Tuesday, October 13, 2009

Big Tuna in Little Versailles


While still yucking it up at Chuck's last post, I am once again reminded of how polarized Chuck and my views are; especially when it comes to cooking food. Perhaps it is such dichotomy that makes this donkey such a wonderful beast, and perhaps our friendship such an interesting and fulfilling one. However... Chuck boasts about only ever needing salt and pepper, as if he went mining for jellybeans one day, and presto, discovered salt, and now shops it around like Willy Loman and so many shop-vacs.
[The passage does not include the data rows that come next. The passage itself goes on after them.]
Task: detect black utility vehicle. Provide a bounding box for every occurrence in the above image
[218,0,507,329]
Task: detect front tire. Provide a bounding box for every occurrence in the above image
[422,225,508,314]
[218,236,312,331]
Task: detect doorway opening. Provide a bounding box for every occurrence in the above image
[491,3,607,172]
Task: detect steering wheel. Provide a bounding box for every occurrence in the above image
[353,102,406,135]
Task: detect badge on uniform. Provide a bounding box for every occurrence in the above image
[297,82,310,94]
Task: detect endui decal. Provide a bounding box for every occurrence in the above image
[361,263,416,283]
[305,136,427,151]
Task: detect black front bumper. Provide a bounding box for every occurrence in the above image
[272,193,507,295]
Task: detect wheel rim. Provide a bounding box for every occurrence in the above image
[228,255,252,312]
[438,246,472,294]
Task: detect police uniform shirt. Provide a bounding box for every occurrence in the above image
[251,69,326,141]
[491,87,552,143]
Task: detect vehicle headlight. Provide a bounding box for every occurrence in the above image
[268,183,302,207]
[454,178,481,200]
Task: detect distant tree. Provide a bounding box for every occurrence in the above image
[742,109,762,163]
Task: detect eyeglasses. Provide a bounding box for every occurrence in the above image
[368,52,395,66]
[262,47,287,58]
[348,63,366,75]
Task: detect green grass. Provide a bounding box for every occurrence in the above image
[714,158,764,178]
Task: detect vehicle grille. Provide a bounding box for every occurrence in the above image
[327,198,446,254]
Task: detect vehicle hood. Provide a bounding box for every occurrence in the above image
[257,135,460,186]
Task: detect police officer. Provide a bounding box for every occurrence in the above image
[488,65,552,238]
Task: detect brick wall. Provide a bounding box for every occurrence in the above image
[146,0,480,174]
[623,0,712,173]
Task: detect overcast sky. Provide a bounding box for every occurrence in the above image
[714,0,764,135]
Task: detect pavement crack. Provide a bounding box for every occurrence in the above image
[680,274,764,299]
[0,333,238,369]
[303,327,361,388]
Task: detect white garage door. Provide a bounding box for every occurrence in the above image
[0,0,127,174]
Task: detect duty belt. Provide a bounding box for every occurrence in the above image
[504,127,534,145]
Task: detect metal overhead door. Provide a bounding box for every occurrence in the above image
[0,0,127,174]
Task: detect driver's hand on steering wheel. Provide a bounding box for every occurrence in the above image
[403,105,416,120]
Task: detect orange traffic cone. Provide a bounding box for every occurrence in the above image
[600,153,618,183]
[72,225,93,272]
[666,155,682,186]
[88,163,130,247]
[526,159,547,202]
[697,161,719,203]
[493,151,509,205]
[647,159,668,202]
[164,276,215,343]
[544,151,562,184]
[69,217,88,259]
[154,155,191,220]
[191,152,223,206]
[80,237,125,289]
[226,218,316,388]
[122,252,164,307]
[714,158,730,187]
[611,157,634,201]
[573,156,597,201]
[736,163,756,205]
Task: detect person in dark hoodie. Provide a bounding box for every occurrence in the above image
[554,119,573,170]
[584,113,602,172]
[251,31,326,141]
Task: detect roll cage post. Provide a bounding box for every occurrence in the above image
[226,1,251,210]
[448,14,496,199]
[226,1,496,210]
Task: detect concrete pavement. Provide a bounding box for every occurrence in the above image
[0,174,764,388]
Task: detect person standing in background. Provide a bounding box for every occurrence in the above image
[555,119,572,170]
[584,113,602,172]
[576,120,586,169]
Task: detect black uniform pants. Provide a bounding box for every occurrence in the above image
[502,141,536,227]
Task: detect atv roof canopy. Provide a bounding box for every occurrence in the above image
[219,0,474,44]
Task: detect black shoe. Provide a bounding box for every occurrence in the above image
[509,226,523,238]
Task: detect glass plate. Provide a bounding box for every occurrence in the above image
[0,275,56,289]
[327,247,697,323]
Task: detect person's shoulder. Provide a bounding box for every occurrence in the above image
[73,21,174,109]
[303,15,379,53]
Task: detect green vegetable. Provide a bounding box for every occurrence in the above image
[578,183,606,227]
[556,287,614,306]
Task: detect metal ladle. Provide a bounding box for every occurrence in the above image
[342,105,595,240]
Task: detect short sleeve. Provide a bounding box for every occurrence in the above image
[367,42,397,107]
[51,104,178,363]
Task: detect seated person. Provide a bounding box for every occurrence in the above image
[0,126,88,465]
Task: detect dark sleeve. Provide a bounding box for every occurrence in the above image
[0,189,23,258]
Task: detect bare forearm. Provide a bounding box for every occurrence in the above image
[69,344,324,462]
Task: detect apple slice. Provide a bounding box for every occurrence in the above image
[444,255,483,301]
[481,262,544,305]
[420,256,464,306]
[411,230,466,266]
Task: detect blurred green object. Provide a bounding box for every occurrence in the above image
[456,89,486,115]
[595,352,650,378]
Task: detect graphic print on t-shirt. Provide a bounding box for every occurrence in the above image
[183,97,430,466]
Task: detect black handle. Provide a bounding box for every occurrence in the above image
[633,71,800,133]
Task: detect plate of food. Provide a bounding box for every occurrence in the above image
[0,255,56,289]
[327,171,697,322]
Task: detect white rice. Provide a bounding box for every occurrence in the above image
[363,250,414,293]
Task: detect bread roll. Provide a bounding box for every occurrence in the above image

I too use salt, but I also am as little afraid of spices as I am of using color in a painting.

After a balcony smoke and mini-debate on the subject of salt, pepper, and the other "superflous" spices, as Chuck so referred to them,  I challenged him to a "tuna-off." Not to say that my tuna salad sandwich is a recipe I would tattoo on my ass, like a mulit-colored peace sign, or a Canadian flag or something, but there are a few tricks I've learned over the years that have rendered my tuna so good that I almost have to remember to even use bread at all.

It is true that Spartan living is desirable to one without even a pair of spoons, as is it generally required to hit the books while in prison, yet cooking for me has always provided a certain solice and break from the complexities of life. In this sense, Sands and I are like Anne Murray and Janice Joplin, and ne'er shall the two twain. Even the most hectic and difficult of recipes immediately puts me at ease. Cooking is probably the only thing I do consistently, as I am a lazy M'er F'er. I am sometimes even too lazy to buy cigarettes, and I've often said that this may be my one hope in someday quitting the weeds.

I will say that my tuna salad recipe takes about the same time as Chuck's to make; but it is a different animal altogether. You might say that if our respective tuna salads were robots, then Chuck's would be the the old and battered R2-D2 knock-off called B.O.B. in the movie The Black Hole, while mine would most certainly be a less gay version of C3PO.

There is a town in the film Wild At Heart, called Big Tuna. In a sketchy little bungalow, we meet a menacing and foul-toothed villain named Bobby Peru. It is in this home you will find a cubby hole behind a draping red David Lynchian velvet moo-moo. Pull back the folds of drapery, and you will find a dwarf reciting a secret recipe backwards....His last words, ".eciohc si anut sihT"

Kinger's Big Tuna

prep time: 5 minutes (provided you own more than just chilled beers)

1 can tuna (drain oil, put in bowl)
1 clove garlic (minced)
1/4 white onion (minced)
1 green onion (chopped)
2 tbsp. mayonaisse
1 lemon (juiced)
1 tsp. sea salt
1 tbsp. cracked pepper
1 tbsp. pickle juice
1/2 tsp. dijon mustard
1/2 tsp. cumin
1/2 tsp. paprika

mix and put on bread and eat on plate.